La conclusione del comitato FAO, dell’OMS e della JECFA (Joint FAO/WHO Expert Committee on Food Additives) è stata che il margine di esposizione per il furano rivela “una preoccupazione per la salute umana” e che vanno studiate misure per ridurre l’esposizione dei consumatori.
Proprio come per l’acrilammide, le prime attenzioni riguardo al “consumo casalingo” possono arrivare dal modo in cui si cucina e mangia il cibo. Scegliere la cottura al forno rispetto alla frittura è per esempio una buona idea, come mostra lo studio di un gruppo di ricercatori portoghesi e spagnoli, che hanno confrontato le due modalità nella preparazione dei bastoncini di pesce e la conseguente produzione di vari furani (furano, alcol furfurilico, 2-pentilfurano…).
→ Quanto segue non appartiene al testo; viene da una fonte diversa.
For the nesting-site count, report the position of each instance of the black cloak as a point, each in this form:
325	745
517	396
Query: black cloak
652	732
“Il numero di furani diminuisce quando la temperatura è inferiore e si frigge meno a lungo, ma anche con il passare del tempo dopo la cottura”, spiegava María Trinidad Pérez-Palacios, tra gli autori, commentando lo studio. Friggere per quattro minuti a 160°C è più che sufficiente e, combinato con un’attesa di almeno dieci minuti tra frittura e consumo, contribuisce a ridurre la presenza di furani nel cibo. A cambiare saranno anche le proprietà organolettiche del cibo, il sapore ma anche l’odore legati proprio alla produzione di furano (al pari di quanto succede quando l’acrilammide imbrunisce il pane o le patate).
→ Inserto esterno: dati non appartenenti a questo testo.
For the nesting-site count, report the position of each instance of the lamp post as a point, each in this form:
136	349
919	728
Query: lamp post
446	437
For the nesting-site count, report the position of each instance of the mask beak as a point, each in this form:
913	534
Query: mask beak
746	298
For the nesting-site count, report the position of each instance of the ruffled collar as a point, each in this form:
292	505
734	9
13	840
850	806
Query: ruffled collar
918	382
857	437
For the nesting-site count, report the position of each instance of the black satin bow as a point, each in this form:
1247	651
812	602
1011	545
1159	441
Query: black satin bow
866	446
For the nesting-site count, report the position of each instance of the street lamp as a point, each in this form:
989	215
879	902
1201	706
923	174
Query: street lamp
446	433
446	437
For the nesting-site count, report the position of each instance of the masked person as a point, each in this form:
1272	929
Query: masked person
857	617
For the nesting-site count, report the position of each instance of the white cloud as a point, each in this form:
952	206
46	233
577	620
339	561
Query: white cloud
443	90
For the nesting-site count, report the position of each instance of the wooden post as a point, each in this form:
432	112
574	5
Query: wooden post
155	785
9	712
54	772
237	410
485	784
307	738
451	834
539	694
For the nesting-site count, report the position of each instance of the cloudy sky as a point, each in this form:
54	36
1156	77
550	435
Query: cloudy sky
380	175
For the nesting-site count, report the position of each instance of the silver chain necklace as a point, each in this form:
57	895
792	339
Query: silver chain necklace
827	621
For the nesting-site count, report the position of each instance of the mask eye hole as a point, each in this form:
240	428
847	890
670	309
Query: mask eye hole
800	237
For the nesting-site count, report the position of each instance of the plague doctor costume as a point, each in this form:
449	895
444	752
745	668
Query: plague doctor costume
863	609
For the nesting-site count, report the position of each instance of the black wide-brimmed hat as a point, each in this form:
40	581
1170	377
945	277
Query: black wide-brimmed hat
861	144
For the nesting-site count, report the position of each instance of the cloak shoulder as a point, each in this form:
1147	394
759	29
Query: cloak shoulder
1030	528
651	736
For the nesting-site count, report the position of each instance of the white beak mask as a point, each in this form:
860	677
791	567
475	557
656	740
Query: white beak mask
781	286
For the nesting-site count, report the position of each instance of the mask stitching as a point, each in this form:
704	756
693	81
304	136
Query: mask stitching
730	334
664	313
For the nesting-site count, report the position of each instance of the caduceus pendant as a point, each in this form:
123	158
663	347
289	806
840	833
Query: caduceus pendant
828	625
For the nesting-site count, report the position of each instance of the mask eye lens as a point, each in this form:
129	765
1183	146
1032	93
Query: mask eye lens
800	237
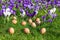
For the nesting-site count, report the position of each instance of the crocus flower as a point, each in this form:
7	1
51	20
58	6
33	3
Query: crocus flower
22	12
49	20
7	12
52	12
31	14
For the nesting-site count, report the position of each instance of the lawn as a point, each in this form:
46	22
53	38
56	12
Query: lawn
52	29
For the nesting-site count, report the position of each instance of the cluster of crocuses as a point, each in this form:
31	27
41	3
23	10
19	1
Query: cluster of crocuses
25	6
La Food and Drug Administration statunitense ha una sezione Q&A dedicata e pubblica gradualmente sul suo sito una lista degli alimenti testati per i livelli di furano, con dati relativi al 2008. Ma precisa che il livello di questo composto non va interpretato come “esposizione” né come un rischio, perché la valutazione va inserita nel contesto della dieta e della quantità di alimenti che ogni persona consuma. L’obiettivo futuro è capire gli effetti sulla salute di un’esposizione che, seppur a livelli bassi, va misurata sul lungo termine. Per confrontare i risultati ottenuti finora su modelli animali con un riscontro sulla salute umana.